For the final project of my MSc in Software Development at the University of Glasgow, I carried out an investigation using supervised machine learning. This project explored to what extent it was possible to predict, for each sentence in a corpus of sentences, whether humans had determined the sentence in question to be formal or informal in nature.
This repository contains:
- My code (which is written in Python and uses scikit-learn), along with a requirements.txt file.
- The data file I used for the test (the original data file and that I added data fields to), consisting of sentences and fields relating to the sentences.
- Files relating to testing the program, which are stored in the Program integrity test material folder.
- A results spreadsheet.
- The project report: MSc_Dissertation_Predicting_The_Formality_Of_Language.pdf
PROGRAM FILES:
ngram-only-tests is used to run formality classification tests using purely n-grams as the feature.

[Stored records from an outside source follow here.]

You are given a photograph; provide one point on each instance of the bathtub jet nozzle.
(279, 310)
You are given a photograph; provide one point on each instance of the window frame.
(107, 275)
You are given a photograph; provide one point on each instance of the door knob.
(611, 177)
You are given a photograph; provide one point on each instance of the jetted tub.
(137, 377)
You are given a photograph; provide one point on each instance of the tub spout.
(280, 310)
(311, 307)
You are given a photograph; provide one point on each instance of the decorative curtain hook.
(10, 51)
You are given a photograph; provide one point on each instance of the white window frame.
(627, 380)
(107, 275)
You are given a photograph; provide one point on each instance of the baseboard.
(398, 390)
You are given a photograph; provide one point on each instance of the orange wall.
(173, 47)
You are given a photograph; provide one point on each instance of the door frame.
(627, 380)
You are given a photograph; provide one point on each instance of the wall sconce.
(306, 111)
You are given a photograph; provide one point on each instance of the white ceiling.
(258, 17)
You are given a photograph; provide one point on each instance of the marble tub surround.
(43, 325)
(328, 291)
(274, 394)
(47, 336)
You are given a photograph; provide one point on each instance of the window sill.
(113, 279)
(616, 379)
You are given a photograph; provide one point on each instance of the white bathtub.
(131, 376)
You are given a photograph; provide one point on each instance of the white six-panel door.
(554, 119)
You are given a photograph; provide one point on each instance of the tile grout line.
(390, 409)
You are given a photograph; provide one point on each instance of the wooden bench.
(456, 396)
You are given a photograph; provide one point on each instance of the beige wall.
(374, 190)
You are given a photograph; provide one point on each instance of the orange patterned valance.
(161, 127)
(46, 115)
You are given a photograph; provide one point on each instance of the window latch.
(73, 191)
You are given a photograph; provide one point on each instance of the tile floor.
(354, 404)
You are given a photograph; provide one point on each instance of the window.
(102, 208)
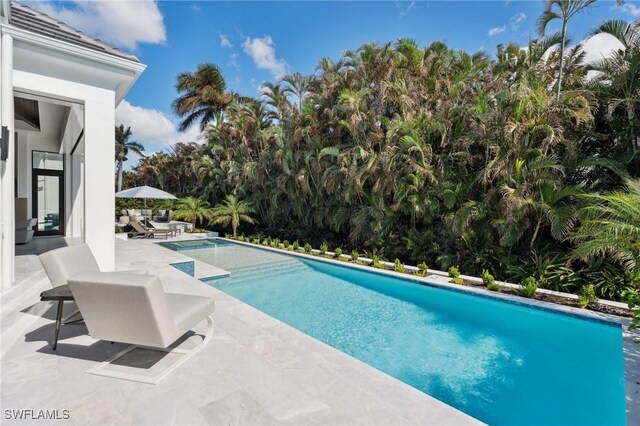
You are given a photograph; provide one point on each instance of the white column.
(8, 168)
(99, 178)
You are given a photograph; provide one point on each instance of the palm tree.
(192, 209)
(563, 10)
(203, 96)
(123, 146)
(610, 228)
(298, 85)
(618, 74)
(232, 211)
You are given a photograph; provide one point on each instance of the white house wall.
(99, 122)
(74, 171)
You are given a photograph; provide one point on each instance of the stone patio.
(256, 369)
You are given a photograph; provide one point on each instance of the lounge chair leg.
(58, 322)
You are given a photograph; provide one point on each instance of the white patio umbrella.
(145, 192)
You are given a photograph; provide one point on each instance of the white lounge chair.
(61, 263)
(134, 309)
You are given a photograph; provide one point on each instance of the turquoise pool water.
(503, 363)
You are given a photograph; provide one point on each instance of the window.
(48, 160)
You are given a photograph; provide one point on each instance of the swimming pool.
(503, 363)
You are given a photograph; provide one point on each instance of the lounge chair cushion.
(64, 262)
(122, 307)
(130, 308)
(189, 310)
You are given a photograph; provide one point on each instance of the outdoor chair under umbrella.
(145, 192)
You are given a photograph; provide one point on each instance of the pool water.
(503, 363)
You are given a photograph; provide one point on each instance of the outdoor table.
(59, 294)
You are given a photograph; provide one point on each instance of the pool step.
(270, 269)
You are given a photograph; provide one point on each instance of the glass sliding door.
(48, 193)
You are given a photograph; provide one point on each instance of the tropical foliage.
(232, 212)
(435, 155)
(192, 209)
(123, 146)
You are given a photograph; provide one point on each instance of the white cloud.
(263, 53)
(496, 30)
(225, 41)
(628, 8)
(515, 20)
(600, 46)
(405, 6)
(233, 61)
(152, 128)
(122, 23)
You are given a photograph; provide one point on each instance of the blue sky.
(253, 42)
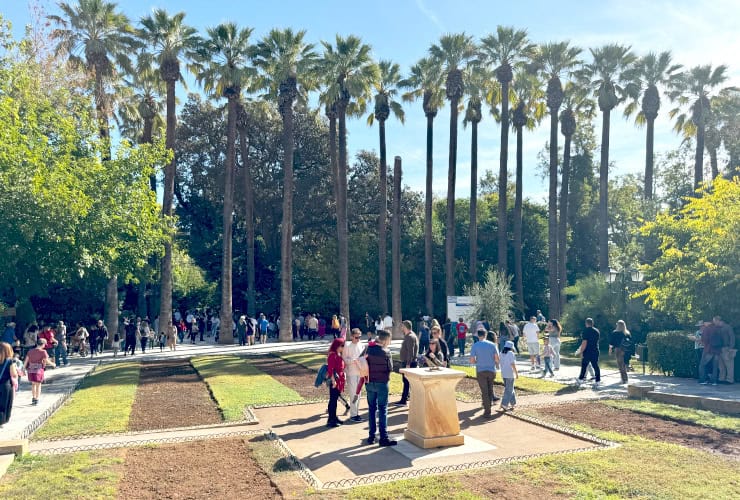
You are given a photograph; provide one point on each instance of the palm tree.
(286, 63)
(453, 53)
(96, 36)
(577, 105)
(478, 89)
(694, 88)
(528, 112)
(170, 41)
(425, 81)
(505, 50)
(553, 61)
(653, 71)
(224, 72)
(608, 75)
(386, 89)
(350, 74)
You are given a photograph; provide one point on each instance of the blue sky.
(697, 32)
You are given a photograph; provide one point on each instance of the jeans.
(405, 393)
(485, 382)
(509, 397)
(377, 401)
(594, 360)
(555, 344)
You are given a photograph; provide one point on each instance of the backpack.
(322, 375)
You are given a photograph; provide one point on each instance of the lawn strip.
(88, 475)
(101, 405)
(171, 394)
(236, 384)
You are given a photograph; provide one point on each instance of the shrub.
(672, 353)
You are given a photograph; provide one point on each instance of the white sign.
(460, 307)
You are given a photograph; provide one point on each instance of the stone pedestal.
(433, 420)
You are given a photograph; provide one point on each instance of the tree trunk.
(649, 158)
(342, 218)
(474, 202)
(226, 333)
(111, 306)
(518, 201)
(552, 220)
(604, 195)
(563, 231)
(382, 231)
(249, 223)
(450, 228)
(699, 157)
(165, 294)
(428, 280)
(503, 179)
(396, 250)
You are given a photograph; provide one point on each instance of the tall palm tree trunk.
(382, 230)
(474, 202)
(503, 179)
(649, 158)
(451, 179)
(286, 242)
(343, 235)
(604, 194)
(428, 282)
(552, 219)
(165, 294)
(518, 277)
(248, 222)
(396, 250)
(563, 231)
(226, 336)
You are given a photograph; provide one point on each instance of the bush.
(672, 353)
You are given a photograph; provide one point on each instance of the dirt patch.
(215, 469)
(171, 394)
(606, 418)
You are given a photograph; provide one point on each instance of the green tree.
(504, 51)
(425, 81)
(452, 53)
(653, 71)
(224, 57)
(170, 41)
(610, 75)
(288, 63)
(386, 89)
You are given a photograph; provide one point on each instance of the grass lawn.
(698, 417)
(101, 405)
(313, 361)
(235, 384)
(74, 475)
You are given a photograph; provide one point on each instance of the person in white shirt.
(353, 350)
(532, 334)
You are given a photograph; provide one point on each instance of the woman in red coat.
(335, 372)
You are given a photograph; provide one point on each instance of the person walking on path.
(554, 331)
(8, 382)
(36, 362)
(619, 340)
(409, 354)
(484, 355)
(380, 366)
(532, 334)
(509, 373)
(335, 372)
(589, 352)
(353, 350)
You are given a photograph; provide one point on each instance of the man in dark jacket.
(380, 366)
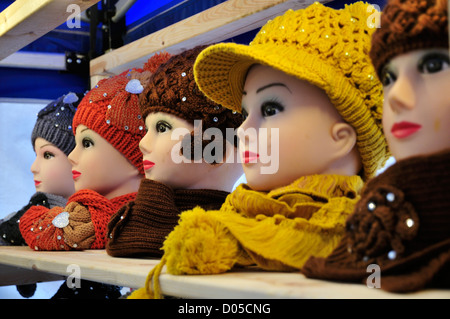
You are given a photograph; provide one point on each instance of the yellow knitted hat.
(327, 47)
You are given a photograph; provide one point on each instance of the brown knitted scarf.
(402, 224)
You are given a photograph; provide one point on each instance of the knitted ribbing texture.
(141, 226)
(402, 224)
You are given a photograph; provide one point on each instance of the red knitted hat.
(111, 109)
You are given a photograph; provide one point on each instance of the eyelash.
(87, 142)
(48, 155)
(388, 76)
(272, 104)
(162, 126)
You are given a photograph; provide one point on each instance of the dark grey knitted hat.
(54, 122)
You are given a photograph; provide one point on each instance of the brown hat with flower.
(409, 25)
(401, 224)
(172, 89)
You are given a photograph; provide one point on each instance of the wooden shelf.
(96, 265)
(216, 24)
(25, 21)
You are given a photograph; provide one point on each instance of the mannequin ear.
(344, 137)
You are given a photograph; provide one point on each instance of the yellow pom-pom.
(200, 244)
(140, 293)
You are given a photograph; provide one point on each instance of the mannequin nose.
(144, 144)
(402, 95)
(72, 157)
(34, 167)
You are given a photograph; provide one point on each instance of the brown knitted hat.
(401, 224)
(408, 25)
(172, 89)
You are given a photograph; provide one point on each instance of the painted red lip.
(250, 156)
(148, 164)
(404, 129)
(75, 174)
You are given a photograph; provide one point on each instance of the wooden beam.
(215, 24)
(25, 21)
(35, 60)
(245, 283)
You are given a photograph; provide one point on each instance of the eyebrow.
(269, 86)
(48, 144)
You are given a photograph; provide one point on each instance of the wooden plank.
(215, 24)
(96, 265)
(11, 275)
(35, 60)
(25, 21)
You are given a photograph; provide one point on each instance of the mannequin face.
(416, 111)
(160, 150)
(98, 166)
(52, 170)
(304, 117)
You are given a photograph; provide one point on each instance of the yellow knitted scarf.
(278, 230)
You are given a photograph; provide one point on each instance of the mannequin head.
(52, 139)
(98, 166)
(172, 106)
(416, 113)
(51, 170)
(108, 127)
(312, 136)
(411, 57)
(321, 74)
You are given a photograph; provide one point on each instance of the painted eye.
(433, 63)
(387, 77)
(48, 155)
(271, 108)
(244, 114)
(162, 127)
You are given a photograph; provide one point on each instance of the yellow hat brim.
(220, 70)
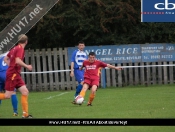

non-ngram-only-tests is used to run formality classification tests using purely non n-gram features (such as the number of verbs in each sentence).
ngram-and-non-ngram-tests-combined is used to run formality classification tests combining n-grams and other features.
add-fields.py reads data from the data file, creates additional data fields and populates them, and then writes both the original data and the new data back to the file.
mcnemar-stats.py is used to check if the chances of the differences between two sets of prediction results is due to randomness is less than 5%.
checkForDuplicateSentences.py - This is located in the 'Program integrity test material' folder and can be used to check for duplicate sentences.
DATASETS:
The original dataset is original_formality_dataset.csv.
The modified dataset, which contains additional fields that were added by add-fields.py, is new_formality_data.csv.
PROGRAM INTEGRITY TEST FILES FOLDER:
These files were used to test that the programs were working as they should.
Dummy_Data_Before.csv is populated with 20 randomly generated sentences, and the rest of the fields are populated with random numbers..
Dummy_Data_After.csv contains additional data fields and data relating to the aforementioned sentences.
Program_integrity_tests.doxc - Sample console output of tests used to ensure that the program was working correctly. Includes test print statements.
checkForDuplicateSentences.py - Described in 'PROGRAM FILES' above.
RESULTS SPREADSHEET:
Formality_Classification_Results is a results spreadsheet containing the results of formality classification prediction tests.
The spreadsheet is organised into sheets, each of which relates to a different category of test.
SAMPLE CONSOLE OUTPUT:
Sample_Console_Output.docx displays sample console output relating to the three modules responsible for the machine learning tests.